You are viewing a plain text version of this content. The canonical link for it is here.
Posted to issues@spark.apache.org by "Hyukjin Kwon (Jira)" <ji...@apache.org> on 2019/10/08 05:45:09 UTC
[jira] [Resolved] (SPARK-20598) Iterative checkpoints do not get
removed from HDFS
[ https://issues.apache.org/jira/browse/SPARK-20598?page=com.atlassian.jira.plugin.system.issuetabpanels:all-tabpanel ]
Hyukjin Kwon resolved SPARK-20598.
----------------------------------
Resolution: Incomplete
> Iterative checkpoints do not get removed from HDFS
> --------------------------------------------------
>
> Key: SPARK-20598
> URL: https://issues.apache.org/jira/browse/SPARK-20598
> Project: Spark
> Issue Type: Bug
> Components: PySpark, Spark Core, YARN
> Affects Versions: 2.1.0
> Reporter: Guillem Palou
> Priority: Major
> Labels: bulk-closed
>
> I am running a pyspark application that makes use of dataframe.checkpoint() because Spark needs exponential time to compute the plan and eventually I had to stop it. Using {{checkpoint}} allowed the application to proceed with the computation, but I noticed that the HDFS cluster was filling up with RDD files. Spark is running on YARN client mode.

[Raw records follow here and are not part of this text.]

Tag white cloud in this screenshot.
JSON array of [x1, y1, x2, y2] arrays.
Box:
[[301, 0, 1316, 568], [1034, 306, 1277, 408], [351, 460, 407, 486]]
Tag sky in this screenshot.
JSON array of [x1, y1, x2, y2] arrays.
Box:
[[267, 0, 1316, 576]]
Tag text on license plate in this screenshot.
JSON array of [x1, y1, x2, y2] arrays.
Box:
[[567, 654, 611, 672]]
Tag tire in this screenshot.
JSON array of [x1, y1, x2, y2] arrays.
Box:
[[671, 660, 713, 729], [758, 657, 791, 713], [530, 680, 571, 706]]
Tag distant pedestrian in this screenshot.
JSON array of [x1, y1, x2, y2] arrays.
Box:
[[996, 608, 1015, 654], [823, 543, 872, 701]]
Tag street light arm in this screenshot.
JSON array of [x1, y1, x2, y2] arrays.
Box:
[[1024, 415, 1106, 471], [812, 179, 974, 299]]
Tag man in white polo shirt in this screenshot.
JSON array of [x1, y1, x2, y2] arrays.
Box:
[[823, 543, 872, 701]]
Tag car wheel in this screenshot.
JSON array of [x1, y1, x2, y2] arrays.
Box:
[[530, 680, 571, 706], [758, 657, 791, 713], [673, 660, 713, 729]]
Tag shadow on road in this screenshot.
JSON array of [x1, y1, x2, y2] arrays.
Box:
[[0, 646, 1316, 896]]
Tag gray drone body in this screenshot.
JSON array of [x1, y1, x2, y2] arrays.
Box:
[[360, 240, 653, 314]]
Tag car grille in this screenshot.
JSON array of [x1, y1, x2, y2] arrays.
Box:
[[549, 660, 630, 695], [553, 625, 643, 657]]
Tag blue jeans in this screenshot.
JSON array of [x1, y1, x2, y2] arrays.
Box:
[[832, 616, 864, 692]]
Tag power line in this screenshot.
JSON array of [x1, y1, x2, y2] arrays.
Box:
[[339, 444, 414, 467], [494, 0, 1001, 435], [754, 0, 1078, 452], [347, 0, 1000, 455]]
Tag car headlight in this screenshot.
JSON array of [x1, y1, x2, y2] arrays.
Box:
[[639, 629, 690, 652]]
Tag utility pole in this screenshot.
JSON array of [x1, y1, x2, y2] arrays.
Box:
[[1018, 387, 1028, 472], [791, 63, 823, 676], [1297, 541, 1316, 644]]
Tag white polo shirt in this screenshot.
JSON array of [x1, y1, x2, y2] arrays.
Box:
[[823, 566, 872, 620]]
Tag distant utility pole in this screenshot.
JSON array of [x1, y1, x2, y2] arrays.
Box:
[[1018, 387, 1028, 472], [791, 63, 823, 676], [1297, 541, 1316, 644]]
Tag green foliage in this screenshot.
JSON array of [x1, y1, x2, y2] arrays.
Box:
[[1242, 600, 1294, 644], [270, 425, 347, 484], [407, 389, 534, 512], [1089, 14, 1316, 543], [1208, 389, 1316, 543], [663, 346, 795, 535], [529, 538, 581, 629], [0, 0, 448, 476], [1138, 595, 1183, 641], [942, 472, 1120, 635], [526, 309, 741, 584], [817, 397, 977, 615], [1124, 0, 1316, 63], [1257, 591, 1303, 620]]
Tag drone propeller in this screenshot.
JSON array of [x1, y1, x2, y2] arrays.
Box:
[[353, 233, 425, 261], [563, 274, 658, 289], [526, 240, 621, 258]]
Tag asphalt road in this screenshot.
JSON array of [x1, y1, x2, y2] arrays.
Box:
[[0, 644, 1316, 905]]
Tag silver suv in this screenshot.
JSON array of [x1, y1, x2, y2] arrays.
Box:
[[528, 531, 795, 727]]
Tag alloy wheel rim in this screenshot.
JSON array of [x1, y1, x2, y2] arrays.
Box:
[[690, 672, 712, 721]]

> I managed to reproduce the problem in a toy example as below:
> {code}
> df = spark.createDataFrame([T.Row(a=1, b=2)]).checkpoint()
> for i in range(4):
> # either line of the following 2 will produce the error
> df = df.select('*', F.concat(*df.columns)).cache().checkpoint()
> df = df.join(df, on='a').cache().checkpoint()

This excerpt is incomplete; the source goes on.